How do you write the equation \[y+7=\dfrac{1}{2}\left( x+2 \right)\] in the standard form?

Answer 1

Hint: The degree of the equation is the highest power to which the variable is raised. The degree of the equation decides if the equation is linear, quadratic, cubic, etc. The standard form of a straight-line equation is \[ax+by+c=0\], here \[a,b,c\in \] Real numbers. To convert a straight-line equation to its standard form, we have to take all the terms to one side of the equation.

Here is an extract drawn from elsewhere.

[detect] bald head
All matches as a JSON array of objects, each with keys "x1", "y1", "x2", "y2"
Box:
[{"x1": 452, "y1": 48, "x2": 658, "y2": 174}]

Complete step by step answer:
We are given the equation \[y+7=\dfrac{1}{2}\left( x+2 \right)\] and have to convert it to standard form. The highest power of the variable in the equation is 1, hence the degree is 1. It means that the equation is linear and it represents a straight line. The standard form of the straight-line equation is \[ax+by+c=0\]. To convert a straight-line equation to its standard form, we have to take all the terms to one side of the equation. Doing this for the given equation, we get
\[y+7=\dfrac{1}{2}\left( x+2 \right)\]
Expanding the bracket on RHS of equation, we get
\[\Rightarrow y+7=\dfrac{1}{2}x+\dfrac{1}{2}\times 2\]
\[\Rightarrow y+7=\dfrac{1}{2}x+1\]
Subtracting 1 from both sides of the equation, we get
\[\Rightarrow y+7-1=\dfrac{1}{2}x+1-1\]
Subtracting \[\dfrac{1}{2}x\] from both sides of the equation, we get
\[\begin{align}
  & \Rightarrow y+6-\dfrac{1}{2}x=\dfrac{1}{2}x-\dfrac{1}{2}x \\
 & \Rightarrow -\dfrac{1}{2}x+y+6=0 \\
\end{align}\]
We have taken all terms to the LHS of the equation; hence it is the standard form equation. Comparing with the general standard form of the straight-line equation. We get, \[a=-\dfrac{1}{2},b=1,\] and \[c=6\].

Note:
 If we multiply both sides of the standard form of the equation by 2, we get
\[\begin{align}
  & \Rightarrow \left( -\dfrac{1}{2}x+y+6 \right)\times 2=0\times 2 \\
 & \Rightarrow \left( -\dfrac{1}{2}x \right)\times 2+y\times 2+6\times 2=0 \\
 & \Rightarrow -x+2y+12=0 \\
\end{align}\]
This equation also satisfies the properties of standard form. Hence, we can say this to be standard form as it will not change the characteristics of line like slope, and intercepts.